The puppy's COI is 43%.
Puppy's lineage has no evidence of poor hip scores, to my knowledge.

*Immediate questions:*
1. How much does this high COI complicate my aspirations to be a GSD breeder? (She's delightful in every way except this COI).

Secondary questions:
1. If I keep her for breeding, how can I mitigate a high COI outside of finding unrelated lines? (She'd be my first female and the start of my line).
2. How would you mitigate a higher COI while still maintaining the traits we know and love of GSDs?


----------



## selzer (May 7, 2005)

Sigh, you have a beautiful puppy that you know absolutely nothing about yet. If she was 8 weeks old in November of 2022, then she is 3months old. Of course she is delightful in every way. She is a puppy. Use her for your breeding program: research her lines, research other lines; train, train, train, train her; title her, get involved with canine sports, find what she excels at and go down that line; name your breeding program/kennel after her. 

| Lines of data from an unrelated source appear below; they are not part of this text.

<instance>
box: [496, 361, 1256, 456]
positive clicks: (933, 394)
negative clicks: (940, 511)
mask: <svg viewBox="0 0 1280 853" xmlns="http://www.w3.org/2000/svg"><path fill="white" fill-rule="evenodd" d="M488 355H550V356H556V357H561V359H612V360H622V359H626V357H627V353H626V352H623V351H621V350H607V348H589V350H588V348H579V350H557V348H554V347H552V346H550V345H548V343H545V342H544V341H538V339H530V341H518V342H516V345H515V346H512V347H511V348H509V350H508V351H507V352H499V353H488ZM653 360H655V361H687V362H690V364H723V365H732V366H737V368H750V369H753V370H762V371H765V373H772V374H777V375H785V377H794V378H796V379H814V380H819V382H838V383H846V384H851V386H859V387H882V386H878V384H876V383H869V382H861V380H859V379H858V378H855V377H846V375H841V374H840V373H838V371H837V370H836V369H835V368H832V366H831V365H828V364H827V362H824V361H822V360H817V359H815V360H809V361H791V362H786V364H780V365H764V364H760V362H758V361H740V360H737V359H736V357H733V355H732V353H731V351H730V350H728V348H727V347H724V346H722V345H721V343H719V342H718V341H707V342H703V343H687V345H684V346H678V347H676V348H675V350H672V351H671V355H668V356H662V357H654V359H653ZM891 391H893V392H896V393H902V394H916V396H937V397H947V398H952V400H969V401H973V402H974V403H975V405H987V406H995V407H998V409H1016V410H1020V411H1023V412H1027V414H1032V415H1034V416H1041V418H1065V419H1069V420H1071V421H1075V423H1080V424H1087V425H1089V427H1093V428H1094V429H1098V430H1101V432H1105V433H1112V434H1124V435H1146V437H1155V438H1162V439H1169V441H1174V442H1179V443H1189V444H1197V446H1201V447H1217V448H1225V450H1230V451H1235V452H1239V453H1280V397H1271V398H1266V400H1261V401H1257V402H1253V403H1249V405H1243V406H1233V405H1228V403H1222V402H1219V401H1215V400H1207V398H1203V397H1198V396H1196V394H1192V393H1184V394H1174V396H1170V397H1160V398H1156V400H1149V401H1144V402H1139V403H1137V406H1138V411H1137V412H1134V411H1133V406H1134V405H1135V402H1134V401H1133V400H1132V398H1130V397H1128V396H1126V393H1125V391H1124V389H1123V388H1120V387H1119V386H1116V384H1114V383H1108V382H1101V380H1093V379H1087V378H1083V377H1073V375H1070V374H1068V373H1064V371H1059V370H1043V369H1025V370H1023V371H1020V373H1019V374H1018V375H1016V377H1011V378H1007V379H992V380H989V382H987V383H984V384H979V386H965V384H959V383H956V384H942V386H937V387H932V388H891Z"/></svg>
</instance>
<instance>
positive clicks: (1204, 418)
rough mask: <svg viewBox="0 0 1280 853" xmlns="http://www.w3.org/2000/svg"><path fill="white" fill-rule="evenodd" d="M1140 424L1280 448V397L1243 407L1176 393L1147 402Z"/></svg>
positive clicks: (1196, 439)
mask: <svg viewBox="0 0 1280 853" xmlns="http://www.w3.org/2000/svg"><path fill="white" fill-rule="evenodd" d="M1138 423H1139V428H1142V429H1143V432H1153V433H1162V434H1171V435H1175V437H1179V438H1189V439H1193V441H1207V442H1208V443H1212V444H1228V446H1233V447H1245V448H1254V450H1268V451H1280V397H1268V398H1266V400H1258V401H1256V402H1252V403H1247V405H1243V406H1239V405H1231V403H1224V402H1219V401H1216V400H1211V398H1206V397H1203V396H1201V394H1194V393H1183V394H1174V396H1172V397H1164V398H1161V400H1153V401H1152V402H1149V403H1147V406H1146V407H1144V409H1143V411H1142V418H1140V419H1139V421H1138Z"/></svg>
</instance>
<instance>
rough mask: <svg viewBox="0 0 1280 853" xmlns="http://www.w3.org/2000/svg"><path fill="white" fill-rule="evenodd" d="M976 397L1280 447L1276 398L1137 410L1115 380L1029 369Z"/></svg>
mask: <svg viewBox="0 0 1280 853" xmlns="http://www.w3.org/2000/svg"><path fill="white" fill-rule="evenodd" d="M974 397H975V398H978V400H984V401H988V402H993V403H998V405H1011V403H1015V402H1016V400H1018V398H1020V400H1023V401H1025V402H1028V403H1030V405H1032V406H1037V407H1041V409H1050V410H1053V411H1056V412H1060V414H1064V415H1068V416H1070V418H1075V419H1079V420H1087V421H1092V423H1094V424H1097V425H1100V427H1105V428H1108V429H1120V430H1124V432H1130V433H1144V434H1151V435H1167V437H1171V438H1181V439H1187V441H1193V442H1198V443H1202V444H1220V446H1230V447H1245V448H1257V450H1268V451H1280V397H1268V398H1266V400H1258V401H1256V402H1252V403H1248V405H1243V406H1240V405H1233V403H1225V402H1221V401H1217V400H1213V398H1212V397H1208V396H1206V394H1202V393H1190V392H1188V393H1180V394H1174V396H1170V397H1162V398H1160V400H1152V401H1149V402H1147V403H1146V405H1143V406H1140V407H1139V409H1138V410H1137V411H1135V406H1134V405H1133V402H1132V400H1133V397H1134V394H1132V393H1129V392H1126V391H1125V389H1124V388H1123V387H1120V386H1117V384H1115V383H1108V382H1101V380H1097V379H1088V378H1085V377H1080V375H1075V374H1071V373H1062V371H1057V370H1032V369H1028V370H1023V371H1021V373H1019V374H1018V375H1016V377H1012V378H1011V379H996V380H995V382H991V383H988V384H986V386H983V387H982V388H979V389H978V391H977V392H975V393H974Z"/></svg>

Should you breed her with a high COI? No. Probably not. You will have some uncomfortable conversations about this choice down the line. That isn't the end of the world, but it is hard to explain why you chose to breed to a pup that is so closely inbred. As a buyer, you can claim ignorance of how tightly inbred the puppy is. As a breeder, you don't have that excuse. 

Breeding is not something you should consider after you acquire a puppy. If you want to be a breeder, than you need to buy a puppy with that in mind. That means you need to know what her lines are, you need to familiarize yourself with her pedigree _before_ you purchase the puppy. 

Most folks do not want to go into breeding to sell puppies to the least knowledgeable folks. You go into it wanting to sell your pups to knowledgeable people in the breed. So go out there and get yourself known. Spend a couple of years getting involved with people in person, trainers, club members, show-people, competitors. It's not easy to break into the world of dog-people. Everyone with a new puppy wants to breed it, and that turns people off right quick. Get involved in canine performance events and forget about breeding until you are ready to make your next purchase, when this puppy is several years old and where you want her to be. Then go about getting your foundation bitch with all of what you have learned in the mean time.


----------